There is simply no substitute for proper training with inhalers and children. Some physicians are reluctant to give a child an inhaler until they are at least eight to ten years old and prefer to use nebulized versions instead. A nebulizer is a small electric machine that turns a liquid medication into a fine mist.

When using a nebulizer on a small child, it is best to distract them as well as can be expected. Some doctors will allow “blow by” treatments where the mist is blown in front of the mouth and nose. Others insist that even infants use a mask. If you can give blow by treatments to an infant or toddler, sometimes putting them in a car seat or high chair with a favorite toy or a few pieces of cereal can help distract them from the medication. For older children, it is best to use a mask in order to get more of the medicine in their lungs. Using a favorite coloring book and crayons when they receive breathing treatments is often an incentive for children to sit still for the ten to fifteen minutes needed to finish the treatment.

If your physician recommends an inhaler for your child, make sure that the doctor’s office has trained your child and seen them use it before you take the inhaler home. A spacer is a small device that goes at the end of the inhaler that holds the mist in the chamber, allowing your child to take several deep breaths in order to help them get the medication in their lungs. The child can take their time between breaths and often feel they have more control over the disease when they can take the medicine on their own terms.

Injected Medications:

Perhaps the most feared medicine for children is the shot. Often children who have chronic illnesses will fear shots more than any other type of medication since shots associate physical pain with the other complications of the disease. To make it even more difficult, there are childhood immunizations that may confuse children as to why they need “sick” shots and “well” shots.

The best way to help children with these shots is to stay calm and relaxed yourself. Children, even small babies, can sense an anxiety and know that anxiety is not often associated with pain-free events. By staying calm, caregivers can help children understand that shots are necessary, even if they do hurt.

Don’t mislead children into thinking that shots don’t hurt. They often do. Explain that even if the shot hurts, it is necessary in order to overcome an illness or protect them from other diseases. Also, prepare children for needing a shot, even before you get to the doctor’s office. For children with chronic illnesses, they may receive painful injections on a regular basis. By staying prepared in advance, children may have less anxiety when the needle actually appears in the exam room.

Finally, reward the child when the experience is over. Reserve some treats for those times when painful shots need to be given so that the child feels special as a result. Even though you don’t want to reward children every time they take medicine, a special treat or visit to the park may help when medicines can’t be administered in any other way except through injection.

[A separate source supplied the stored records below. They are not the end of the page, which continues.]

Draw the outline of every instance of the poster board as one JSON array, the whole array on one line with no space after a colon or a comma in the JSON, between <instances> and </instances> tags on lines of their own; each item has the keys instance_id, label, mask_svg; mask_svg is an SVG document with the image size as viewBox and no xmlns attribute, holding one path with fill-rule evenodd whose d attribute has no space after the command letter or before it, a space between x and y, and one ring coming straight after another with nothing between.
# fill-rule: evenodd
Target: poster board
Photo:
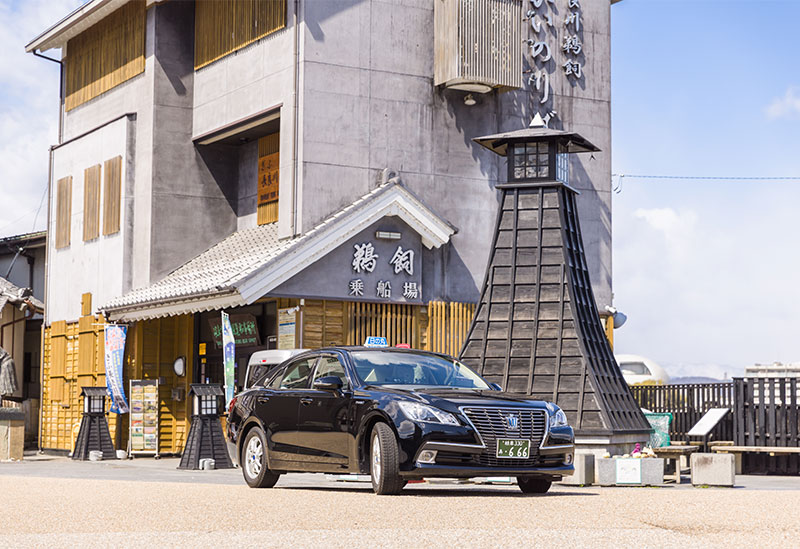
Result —
<instances>
[{"instance_id":1,"label":"poster board","mask_svg":"<svg viewBox=\"0 0 800 549\"><path fill-rule=\"evenodd\" d=\"M158 380L131 380L130 454L158 455Z\"/></svg>"},{"instance_id":2,"label":"poster board","mask_svg":"<svg viewBox=\"0 0 800 549\"><path fill-rule=\"evenodd\" d=\"M278 349L294 349L297 307L278 309Z\"/></svg>"}]
</instances>

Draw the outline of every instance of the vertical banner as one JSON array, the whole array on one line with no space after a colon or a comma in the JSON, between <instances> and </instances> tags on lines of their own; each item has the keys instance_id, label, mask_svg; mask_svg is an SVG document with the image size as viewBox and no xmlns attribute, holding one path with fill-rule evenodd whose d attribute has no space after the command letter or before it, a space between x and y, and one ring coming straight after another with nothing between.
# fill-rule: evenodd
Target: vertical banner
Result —
<instances>
[{"instance_id":1,"label":"vertical banner","mask_svg":"<svg viewBox=\"0 0 800 549\"><path fill-rule=\"evenodd\" d=\"M222 311L222 353L225 359L225 408L233 400L233 365L236 360L236 341L233 338L231 319Z\"/></svg>"},{"instance_id":2,"label":"vertical banner","mask_svg":"<svg viewBox=\"0 0 800 549\"><path fill-rule=\"evenodd\" d=\"M105 366L106 388L111 396L111 411L115 414L127 414L128 403L125 401L125 386L122 384L122 361L125 356L125 337L127 326L109 324L105 327Z\"/></svg>"}]
</instances>

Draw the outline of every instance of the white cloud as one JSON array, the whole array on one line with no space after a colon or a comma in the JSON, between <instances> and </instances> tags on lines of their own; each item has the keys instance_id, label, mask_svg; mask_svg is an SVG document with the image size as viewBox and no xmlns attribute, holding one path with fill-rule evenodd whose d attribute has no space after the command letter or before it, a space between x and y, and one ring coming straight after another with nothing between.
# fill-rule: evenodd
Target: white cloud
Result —
<instances>
[{"instance_id":1,"label":"white cloud","mask_svg":"<svg viewBox=\"0 0 800 549\"><path fill-rule=\"evenodd\" d=\"M800 359L800 188L626 191L614 201L614 304L628 315L616 352L649 357L673 377Z\"/></svg>"},{"instance_id":2,"label":"white cloud","mask_svg":"<svg viewBox=\"0 0 800 549\"><path fill-rule=\"evenodd\" d=\"M783 97L776 97L767 105L767 116L771 119L800 115L800 88L792 86Z\"/></svg>"},{"instance_id":3,"label":"white cloud","mask_svg":"<svg viewBox=\"0 0 800 549\"><path fill-rule=\"evenodd\" d=\"M45 202L34 227L57 140L59 67L25 53L25 44L81 3L0 0L0 236L43 229L47 219Z\"/></svg>"}]
</instances>

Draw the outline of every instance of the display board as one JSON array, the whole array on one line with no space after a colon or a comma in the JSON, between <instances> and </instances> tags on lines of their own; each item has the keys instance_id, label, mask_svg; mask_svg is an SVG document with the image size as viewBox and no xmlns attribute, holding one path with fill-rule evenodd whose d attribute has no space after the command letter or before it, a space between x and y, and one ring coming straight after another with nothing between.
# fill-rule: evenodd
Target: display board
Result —
<instances>
[{"instance_id":1,"label":"display board","mask_svg":"<svg viewBox=\"0 0 800 549\"><path fill-rule=\"evenodd\" d=\"M131 380L130 453L158 455L158 380Z\"/></svg>"},{"instance_id":2,"label":"display board","mask_svg":"<svg viewBox=\"0 0 800 549\"><path fill-rule=\"evenodd\" d=\"M297 308L278 309L278 349L294 349Z\"/></svg>"}]
</instances>

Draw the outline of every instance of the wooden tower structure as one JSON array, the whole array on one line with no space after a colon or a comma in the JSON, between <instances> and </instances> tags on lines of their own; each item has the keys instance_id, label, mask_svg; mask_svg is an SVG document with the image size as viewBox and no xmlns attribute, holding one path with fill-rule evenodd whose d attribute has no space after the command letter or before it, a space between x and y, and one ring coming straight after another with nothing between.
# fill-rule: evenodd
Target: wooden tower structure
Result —
<instances>
[{"instance_id":1,"label":"wooden tower structure","mask_svg":"<svg viewBox=\"0 0 800 549\"><path fill-rule=\"evenodd\" d=\"M577 133L530 128L475 141L508 158L480 302L461 360L504 390L555 402L580 437L646 440L650 425L605 337L569 185ZM614 439L612 441L612 439Z\"/></svg>"}]
</instances>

Regardless of the type of medication needed for children, there is no reason that parents or caregivers need to fear giving them. Children, when they understand the reasons behind the medication, can often be convinced to take their medication relatively stress-free. If you are having an especially difficult time giving medication to your children, have the doctor talk to the children. Sometimes, just hearing it from the doctor is enough to get children to comply.